Charlies Mutter lächelte Großvater Josef an, dann wandte sie sich an Charlies Vater: «Meinst du nicht, daß du auch mitgehen solltest, mein Lieber?»
«Hmmm...» machte Charlies Vater und überlegte einen Augenblick. «Nein... ich glaube nicht, daß ich mitgehen sollte.»
«Aber du mußt.»
«Warum, meine Liebe?» antwortete Charlies Vater freundlich. «Natürlich würde ich sehr gern mitgehen. Es wird bestimmt interessant. Aber ich finde, Großvater Josef hat es am meisten verdient, denn er weiß schon jetzt mehr von der Schokoladenfabrik als wir alle miteinander. Er soll natürlich nur mitgehen, wenn er sich ganz wohl fühlt...»
«Hurra!» schrie Großvater Josef, packte Charlie bei den Händen und tanzte mit ihm durchs Zimmer.
«Er scheint sich wirklich wohl zu fühlen», sagte Charlies Mutter lachend. «Ich glaube, du hast recht. Am besten ist, wenn Großvater Josef mitgeht. Ich kann ganz bestimmt nicht mit und die alten Leute den ganzen Tag lang allein lassen.»
«Herrlich, herrlich!» brüllte Großvater Josef. «Dem Himmel sei Dank!»

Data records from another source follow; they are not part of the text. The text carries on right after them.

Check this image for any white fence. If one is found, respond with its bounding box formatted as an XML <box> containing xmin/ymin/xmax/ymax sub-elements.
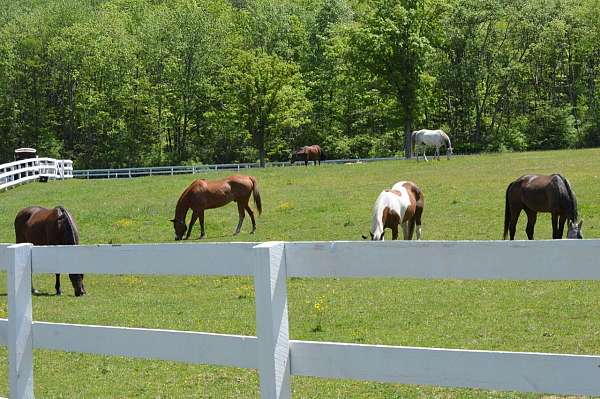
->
<box><xmin>0</xmin><ymin>240</ymin><xmax>600</xmax><ymax>399</ymax></box>
<box><xmin>0</xmin><ymin>158</ymin><xmax>73</xmax><ymax>190</ymax></box>
<box><xmin>74</xmin><ymin>157</ymin><xmax>406</xmax><ymax>179</ymax></box>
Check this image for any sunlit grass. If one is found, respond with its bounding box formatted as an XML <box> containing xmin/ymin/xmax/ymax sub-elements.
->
<box><xmin>0</xmin><ymin>150</ymin><xmax>600</xmax><ymax>398</ymax></box>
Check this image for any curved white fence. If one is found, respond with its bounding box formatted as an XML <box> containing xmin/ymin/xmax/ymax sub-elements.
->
<box><xmin>0</xmin><ymin>240</ymin><xmax>600</xmax><ymax>399</ymax></box>
<box><xmin>0</xmin><ymin>158</ymin><xmax>73</xmax><ymax>190</ymax></box>
<box><xmin>74</xmin><ymin>157</ymin><xmax>406</xmax><ymax>179</ymax></box>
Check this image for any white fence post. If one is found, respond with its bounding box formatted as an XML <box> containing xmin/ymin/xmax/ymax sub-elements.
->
<box><xmin>7</xmin><ymin>244</ymin><xmax>33</xmax><ymax>399</ymax></box>
<box><xmin>254</xmin><ymin>242</ymin><xmax>291</xmax><ymax>399</ymax></box>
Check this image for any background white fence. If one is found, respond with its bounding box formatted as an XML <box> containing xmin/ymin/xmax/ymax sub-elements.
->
<box><xmin>74</xmin><ymin>157</ymin><xmax>405</xmax><ymax>179</ymax></box>
<box><xmin>0</xmin><ymin>240</ymin><xmax>600</xmax><ymax>398</ymax></box>
<box><xmin>0</xmin><ymin>158</ymin><xmax>73</xmax><ymax>190</ymax></box>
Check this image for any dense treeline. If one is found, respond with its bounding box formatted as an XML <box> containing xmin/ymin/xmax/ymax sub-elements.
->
<box><xmin>0</xmin><ymin>0</ymin><xmax>600</xmax><ymax>168</ymax></box>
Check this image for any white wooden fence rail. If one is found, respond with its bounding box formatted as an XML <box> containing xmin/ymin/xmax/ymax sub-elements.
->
<box><xmin>0</xmin><ymin>158</ymin><xmax>73</xmax><ymax>190</ymax></box>
<box><xmin>0</xmin><ymin>240</ymin><xmax>600</xmax><ymax>399</ymax></box>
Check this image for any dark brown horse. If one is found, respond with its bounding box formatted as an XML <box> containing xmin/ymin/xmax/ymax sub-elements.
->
<box><xmin>503</xmin><ymin>174</ymin><xmax>583</xmax><ymax>240</ymax></box>
<box><xmin>171</xmin><ymin>175</ymin><xmax>262</xmax><ymax>240</ymax></box>
<box><xmin>290</xmin><ymin>145</ymin><xmax>324</xmax><ymax>166</ymax></box>
<box><xmin>15</xmin><ymin>206</ymin><xmax>85</xmax><ymax>296</ymax></box>
<box><xmin>362</xmin><ymin>181</ymin><xmax>425</xmax><ymax>241</ymax></box>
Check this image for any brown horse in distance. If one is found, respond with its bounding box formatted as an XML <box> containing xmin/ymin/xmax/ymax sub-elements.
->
<box><xmin>290</xmin><ymin>145</ymin><xmax>324</xmax><ymax>166</ymax></box>
<box><xmin>503</xmin><ymin>174</ymin><xmax>583</xmax><ymax>240</ymax></box>
<box><xmin>15</xmin><ymin>206</ymin><xmax>85</xmax><ymax>296</ymax></box>
<box><xmin>171</xmin><ymin>175</ymin><xmax>262</xmax><ymax>240</ymax></box>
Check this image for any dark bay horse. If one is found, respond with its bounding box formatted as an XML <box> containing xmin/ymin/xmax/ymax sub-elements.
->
<box><xmin>503</xmin><ymin>174</ymin><xmax>583</xmax><ymax>240</ymax></box>
<box><xmin>363</xmin><ymin>181</ymin><xmax>425</xmax><ymax>241</ymax></box>
<box><xmin>15</xmin><ymin>206</ymin><xmax>85</xmax><ymax>296</ymax></box>
<box><xmin>290</xmin><ymin>145</ymin><xmax>324</xmax><ymax>166</ymax></box>
<box><xmin>171</xmin><ymin>175</ymin><xmax>262</xmax><ymax>241</ymax></box>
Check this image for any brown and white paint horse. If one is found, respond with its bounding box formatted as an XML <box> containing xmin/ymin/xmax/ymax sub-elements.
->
<box><xmin>363</xmin><ymin>181</ymin><xmax>425</xmax><ymax>241</ymax></box>
<box><xmin>171</xmin><ymin>175</ymin><xmax>262</xmax><ymax>241</ymax></box>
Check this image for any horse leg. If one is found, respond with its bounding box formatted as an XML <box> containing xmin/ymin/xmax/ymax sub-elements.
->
<box><xmin>556</xmin><ymin>215</ymin><xmax>567</xmax><ymax>238</ymax></box>
<box><xmin>233</xmin><ymin>201</ymin><xmax>246</xmax><ymax>236</ymax></box>
<box><xmin>408</xmin><ymin>219</ymin><xmax>415</xmax><ymax>240</ymax></box>
<box><xmin>185</xmin><ymin>211</ymin><xmax>198</xmax><ymax>240</ymax></box>
<box><xmin>525</xmin><ymin>209</ymin><xmax>537</xmax><ymax>240</ymax></box>
<box><xmin>245</xmin><ymin>205</ymin><xmax>256</xmax><ymax>234</ymax></box>
<box><xmin>391</xmin><ymin>225</ymin><xmax>398</xmax><ymax>240</ymax></box>
<box><xmin>508</xmin><ymin>208</ymin><xmax>521</xmax><ymax>240</ymax></box>
<box><xmin>54</xmin><ymin>273</ymin><xmax>62</xmax><ymax>295</ymax></box>
<box><xmin>198</xmin><ymin>209</ymin><xmax>205</xmax><ymax>239</ymax></box>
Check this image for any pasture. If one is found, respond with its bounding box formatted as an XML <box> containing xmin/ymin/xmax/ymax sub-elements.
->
<box><xmin>0</xmin><ymin>150</ymin><xmax>600</xmax><ymax>398</ymax></box>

In diesem Augenblick klopfte es laut an der Haustür. Charlies Vater öffnete, und im nächsten Augenblick drängte ein Schwarm von Reportern und Fotografen ins Haus. Sie hatten den glücklichen Finder der fünften Eintrittskarte aufgestöbert, und jetzt wollten sie alles ganz genau wissen, um am Morgen eine große Geschichte darüber auf der ersten Seite ihrer Zeitung zu bringen. Stundenlang herrschte völliges Chaos in dem kleinen Haus, und es muß fast Mitternacht gewesen sein, als Herr Bucket die Zeitungsleute endlich los wurde und Charlie schlafen gehen konnte.